Sayıları azımsanmayacak boyutta. Her yere yerleşmişler. Silahlı, silahsız, kalemli, paralı, yetkili, alaylı, mektepli, STK lı, STK sız, secdeli, secdesiz, açık, kapalı, sarhoş, ayık gibi en ince ayrıntılara dikkat ederek yapılanmışlar. Kimse birbirini tanımıyor. Herkes kendisine verilen görevi; ölümüne yapma peşinde. Emir geldiyse, PKK, HDP ile dahi birlikte çalışılır, görev yapmada hiç bir engel tanınmaz. Kendilerinden başka hiç bir islami oluşumla işleri, muhabbetleri olmaz. Ancak hiç bir zaman, Amerika'nın, İsrail'in aleyhine konuşmazlar, onlarla ve papazlarıyla birlikte poz vermekten çekinmezler.

Hem vurucu, silahlı timleri var hem nur yüzlü, tatlı dilli, bol menkıbeli irşat ekipleri var.

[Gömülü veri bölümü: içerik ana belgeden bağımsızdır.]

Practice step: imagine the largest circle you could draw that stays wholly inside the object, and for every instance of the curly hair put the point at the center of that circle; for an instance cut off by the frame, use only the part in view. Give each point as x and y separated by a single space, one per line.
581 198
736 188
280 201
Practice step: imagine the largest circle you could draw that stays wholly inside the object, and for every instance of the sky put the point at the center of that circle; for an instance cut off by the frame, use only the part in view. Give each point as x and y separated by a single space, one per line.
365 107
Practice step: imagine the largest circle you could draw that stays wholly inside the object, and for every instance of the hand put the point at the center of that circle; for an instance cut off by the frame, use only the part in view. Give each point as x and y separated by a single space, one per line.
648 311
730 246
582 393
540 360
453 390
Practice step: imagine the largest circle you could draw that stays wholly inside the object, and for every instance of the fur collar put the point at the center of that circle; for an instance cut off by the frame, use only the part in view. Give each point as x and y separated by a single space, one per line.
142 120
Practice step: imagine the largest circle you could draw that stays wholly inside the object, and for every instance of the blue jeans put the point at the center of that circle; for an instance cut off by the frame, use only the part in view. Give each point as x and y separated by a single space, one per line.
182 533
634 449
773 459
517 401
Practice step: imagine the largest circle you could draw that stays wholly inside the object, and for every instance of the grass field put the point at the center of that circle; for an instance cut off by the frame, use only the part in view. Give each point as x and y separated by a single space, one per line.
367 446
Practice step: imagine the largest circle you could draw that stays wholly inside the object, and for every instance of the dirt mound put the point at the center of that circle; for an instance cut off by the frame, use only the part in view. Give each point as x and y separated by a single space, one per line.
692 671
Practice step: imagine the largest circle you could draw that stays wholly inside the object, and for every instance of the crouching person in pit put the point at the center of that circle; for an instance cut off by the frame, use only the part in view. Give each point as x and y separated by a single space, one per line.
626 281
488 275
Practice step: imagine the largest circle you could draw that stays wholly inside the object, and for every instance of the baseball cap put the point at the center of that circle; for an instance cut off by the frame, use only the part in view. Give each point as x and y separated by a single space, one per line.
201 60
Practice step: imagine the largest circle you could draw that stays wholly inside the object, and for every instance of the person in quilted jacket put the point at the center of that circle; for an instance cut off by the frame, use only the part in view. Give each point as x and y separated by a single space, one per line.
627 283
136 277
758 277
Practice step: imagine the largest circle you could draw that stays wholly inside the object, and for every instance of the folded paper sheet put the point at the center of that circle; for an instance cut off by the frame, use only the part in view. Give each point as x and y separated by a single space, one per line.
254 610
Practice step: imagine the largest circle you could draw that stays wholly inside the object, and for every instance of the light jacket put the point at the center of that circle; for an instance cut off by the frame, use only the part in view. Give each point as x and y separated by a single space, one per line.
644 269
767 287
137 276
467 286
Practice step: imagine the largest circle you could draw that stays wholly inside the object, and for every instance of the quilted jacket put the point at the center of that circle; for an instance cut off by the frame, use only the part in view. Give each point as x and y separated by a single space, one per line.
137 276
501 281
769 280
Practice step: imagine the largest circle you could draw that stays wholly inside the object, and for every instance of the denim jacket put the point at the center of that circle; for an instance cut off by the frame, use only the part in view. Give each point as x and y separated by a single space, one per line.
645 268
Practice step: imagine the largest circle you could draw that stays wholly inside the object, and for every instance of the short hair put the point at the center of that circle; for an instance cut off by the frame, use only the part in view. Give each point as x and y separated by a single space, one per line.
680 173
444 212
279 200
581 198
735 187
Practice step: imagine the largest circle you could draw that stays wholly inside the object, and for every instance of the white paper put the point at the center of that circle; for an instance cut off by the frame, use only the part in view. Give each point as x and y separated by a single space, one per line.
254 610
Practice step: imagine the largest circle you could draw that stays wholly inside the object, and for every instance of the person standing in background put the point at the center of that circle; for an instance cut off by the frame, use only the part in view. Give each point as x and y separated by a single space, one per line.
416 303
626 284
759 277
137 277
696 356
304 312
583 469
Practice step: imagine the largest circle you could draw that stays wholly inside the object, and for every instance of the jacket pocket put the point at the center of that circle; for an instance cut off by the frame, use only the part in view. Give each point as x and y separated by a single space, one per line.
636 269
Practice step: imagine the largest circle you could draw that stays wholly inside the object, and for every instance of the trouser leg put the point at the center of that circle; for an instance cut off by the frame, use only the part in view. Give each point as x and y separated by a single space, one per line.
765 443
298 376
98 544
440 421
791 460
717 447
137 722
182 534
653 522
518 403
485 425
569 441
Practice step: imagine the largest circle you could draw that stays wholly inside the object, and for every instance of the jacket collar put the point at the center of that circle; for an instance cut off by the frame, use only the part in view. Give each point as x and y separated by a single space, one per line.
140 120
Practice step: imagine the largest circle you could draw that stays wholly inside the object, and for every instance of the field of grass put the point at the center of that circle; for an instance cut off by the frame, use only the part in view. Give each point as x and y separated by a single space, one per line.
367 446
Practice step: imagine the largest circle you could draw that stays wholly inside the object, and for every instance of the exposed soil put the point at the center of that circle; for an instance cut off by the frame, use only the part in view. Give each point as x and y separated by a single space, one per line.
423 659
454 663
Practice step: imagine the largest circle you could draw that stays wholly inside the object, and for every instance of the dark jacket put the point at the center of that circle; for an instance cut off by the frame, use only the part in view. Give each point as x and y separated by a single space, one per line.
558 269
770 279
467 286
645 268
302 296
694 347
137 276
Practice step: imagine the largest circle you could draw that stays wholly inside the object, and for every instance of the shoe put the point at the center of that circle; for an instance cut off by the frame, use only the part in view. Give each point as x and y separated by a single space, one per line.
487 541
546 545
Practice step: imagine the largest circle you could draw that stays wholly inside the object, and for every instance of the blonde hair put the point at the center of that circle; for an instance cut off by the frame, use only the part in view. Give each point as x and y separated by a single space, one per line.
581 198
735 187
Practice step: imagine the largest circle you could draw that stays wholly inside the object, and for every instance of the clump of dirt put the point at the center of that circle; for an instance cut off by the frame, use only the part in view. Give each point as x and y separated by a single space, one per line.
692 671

Yaptıkları bütün kötülükleri, hamleleri, zulümleri, hırsızlıkları, ihanetleri kapatmak için her türlü önlemi almışlar. Alnı secdeli abilerin, ablaların aleyhlerine kimse konuşmak istemiyor. Herkes onların eğitimdeki başarısına, dünyadaki çalışmalarına hayran. İtiraz edenler, anında susturuluyor.

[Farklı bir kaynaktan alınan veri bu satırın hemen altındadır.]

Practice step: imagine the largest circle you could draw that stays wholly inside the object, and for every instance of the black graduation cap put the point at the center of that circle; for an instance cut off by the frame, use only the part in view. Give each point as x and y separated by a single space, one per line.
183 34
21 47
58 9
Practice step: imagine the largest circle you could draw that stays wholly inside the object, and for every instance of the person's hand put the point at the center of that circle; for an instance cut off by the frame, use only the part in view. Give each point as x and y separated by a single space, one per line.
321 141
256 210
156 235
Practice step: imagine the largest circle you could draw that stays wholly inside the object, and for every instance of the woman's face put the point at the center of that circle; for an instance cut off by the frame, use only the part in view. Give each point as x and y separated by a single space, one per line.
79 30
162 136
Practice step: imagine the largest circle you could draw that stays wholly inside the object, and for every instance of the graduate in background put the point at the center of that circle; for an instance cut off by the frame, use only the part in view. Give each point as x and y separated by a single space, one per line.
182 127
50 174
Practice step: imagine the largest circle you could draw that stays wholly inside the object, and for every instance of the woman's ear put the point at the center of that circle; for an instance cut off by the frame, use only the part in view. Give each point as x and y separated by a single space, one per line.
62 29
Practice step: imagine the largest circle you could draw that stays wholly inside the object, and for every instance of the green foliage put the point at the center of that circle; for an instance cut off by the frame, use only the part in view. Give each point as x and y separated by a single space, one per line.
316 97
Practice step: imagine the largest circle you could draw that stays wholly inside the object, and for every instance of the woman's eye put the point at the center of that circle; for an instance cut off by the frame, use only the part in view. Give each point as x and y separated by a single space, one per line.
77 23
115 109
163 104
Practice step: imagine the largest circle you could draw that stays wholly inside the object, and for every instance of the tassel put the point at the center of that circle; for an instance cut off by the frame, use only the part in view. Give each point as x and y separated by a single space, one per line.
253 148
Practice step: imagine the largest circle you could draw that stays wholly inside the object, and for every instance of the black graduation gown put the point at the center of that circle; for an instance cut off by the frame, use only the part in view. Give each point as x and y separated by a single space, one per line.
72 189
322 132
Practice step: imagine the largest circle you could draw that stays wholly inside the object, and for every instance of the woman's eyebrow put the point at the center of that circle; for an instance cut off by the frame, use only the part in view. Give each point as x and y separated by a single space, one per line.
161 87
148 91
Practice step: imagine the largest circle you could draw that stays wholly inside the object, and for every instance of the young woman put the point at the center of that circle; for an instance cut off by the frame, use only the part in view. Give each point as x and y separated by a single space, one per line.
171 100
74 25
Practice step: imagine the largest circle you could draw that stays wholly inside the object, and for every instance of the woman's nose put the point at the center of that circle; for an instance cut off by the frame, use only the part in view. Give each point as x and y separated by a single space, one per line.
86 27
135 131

Medyalarıyla, yazarlarıyla, konuşmacılarıyla, eğitimcileriyle, olimpiyatlarıyla göz boyarlarken, içerde gizli gizli kadrolaşmaya, ihanete, dış güçlerle birlikte çalışmaya devam ediyorlar.

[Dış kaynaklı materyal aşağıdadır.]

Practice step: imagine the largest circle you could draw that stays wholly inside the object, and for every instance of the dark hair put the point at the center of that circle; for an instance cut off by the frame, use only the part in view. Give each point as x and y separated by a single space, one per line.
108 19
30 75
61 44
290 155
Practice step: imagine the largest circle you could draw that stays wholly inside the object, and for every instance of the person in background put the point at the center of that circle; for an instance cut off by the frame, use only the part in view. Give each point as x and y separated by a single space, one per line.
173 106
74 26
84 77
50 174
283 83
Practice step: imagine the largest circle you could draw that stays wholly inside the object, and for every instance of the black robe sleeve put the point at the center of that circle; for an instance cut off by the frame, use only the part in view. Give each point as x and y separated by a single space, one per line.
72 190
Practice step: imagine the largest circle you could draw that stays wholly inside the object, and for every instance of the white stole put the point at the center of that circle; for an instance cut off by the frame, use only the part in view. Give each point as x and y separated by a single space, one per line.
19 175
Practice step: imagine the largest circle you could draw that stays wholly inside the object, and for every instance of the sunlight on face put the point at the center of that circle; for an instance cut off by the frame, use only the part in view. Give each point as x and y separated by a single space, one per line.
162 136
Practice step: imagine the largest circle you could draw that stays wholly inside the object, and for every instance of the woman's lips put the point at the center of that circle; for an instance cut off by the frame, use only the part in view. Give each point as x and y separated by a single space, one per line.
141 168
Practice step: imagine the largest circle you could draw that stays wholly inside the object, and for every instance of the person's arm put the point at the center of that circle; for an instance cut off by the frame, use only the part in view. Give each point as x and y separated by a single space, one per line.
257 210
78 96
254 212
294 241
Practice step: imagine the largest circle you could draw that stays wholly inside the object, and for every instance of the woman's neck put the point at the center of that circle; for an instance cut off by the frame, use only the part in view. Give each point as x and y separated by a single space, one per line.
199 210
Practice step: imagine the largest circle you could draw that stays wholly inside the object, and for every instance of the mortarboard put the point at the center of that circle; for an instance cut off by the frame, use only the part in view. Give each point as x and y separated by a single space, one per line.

En kötüsü de, bütün bunları yapanların hiç birisi, uzaydan veya yurt dışından gelmedi. İçimizden birileri görevlendirildi bu işlerle. Bazen imrendik onlara. Bizler evlerimizde yatarken; onlar gece gündüz demeden, gurbet, memleket ayrımı yapmadan çalışıyorlardı. Bu sebeplerle babamız, abimiz, dayımız, yeğenimiz, kızımız, oğlumuz, amca ve dayılarımızın çocukları, torunlarımız bu şebekenin içine yerleşip çalışmaya başladıkça onlarla gurur duyduk. Hatta elimizden geldiğince destek olduk. Onların; abileriyle, ablalarıyla birlikte geçirdikleri saatleri, ibadet olarak değerlendirdik.

İktidarı bile inandırdılar, ne istedilerse vermekle gurur duydu hükümet. Öğrencilere yer, yurt, burs buluyor, okulu bitirenleri istihdam ediyor, devlete yardımcı oluyordu. Ayrıca propaganda çalışmalarıyla hükümeti destekliyor, muhaliflere gereken cevapları medyalarından yetiştiriyorlardı. Ergenekonda ve diğer davalarda, süreci hızlandırıyorlar, cezaların bir an önce verilmesi için ellerinden geleni yapıyorlardı. Dıştan görünenler böyleydi. İçerde neler yaptıklarını hükümet sonra anlayacaktı.

Nitekim, bunların ne olduklarını, kimlere çalıştıklarını, yöntemlerinin nasıl olduğunu, acımasızlıklarını, hukuksuzluklarını, caniliklerini, hırsızlıklarını, ihanetlerini hükümet de, halk da gördü. Ama geç kaldılar, uzun süre uyaranlar dinlenmedi. Büyüdüler, palazlandılar. Çok güçlendiler, Sayıları çok arttı. Onlar artık, her mahallede, her sokakta, her evde, her odada varlar.

Defalarca darbe yapmaya kalkıştılar. Bunların en büyüğü 15 Temmuz 2016 darbe teşebbüsü oldu. İstedikleri gerçekleşseydi; ülke elden gidecek, meclis çalışmayacak, kargaşa ve kaos ortamı başlayacak, oluk oluk kan akacak, bütün birikimler boşa çıkacak, dış güçlerin istediği olacak, Türkiye dışarda ve içerde etkisiz hale getirilmiş olacaktı. Hainlikte zirve yapmışlardı. Bu affedilecek bir durum değildi.

Çözüm: Vatana, Ezana ve bayrağa göz dikilmişse; dostluk, akrabalık, evlatlık, babalık biter. İhanet, sözün bittiği yerdir. Bütün hainler; evlerimizden, sokaklarımızdan, kurumlarımızdan, yerleştikleri bütün mekanlardan arındırılmadıkça ve cezaları verilmedikçe ülkem rahat uyku uyuyamaz. Bu konuda kesinlikle merhamet gösterilemez. Halk olarak bunların yakalanması konusunda iktidara yardımcı olmak ve hain en yakınımızdaysa bile yetkili mercilere şikayet etmek zorundayız. Gerekirse onun çocuklarına biz bakacağız, ama mutlaka cezalandırılmasını sağlayacağız. Tek dikkat edilmesi gereken; kurunun yanında yaşın da yanabileceği ihtimalinin olabileceği tehlikesidir. Birbirlerinden kurtulmak ya da birbirlerine zarar vermek isteyen insanlara gün doğmasına fırsat verilmemeli.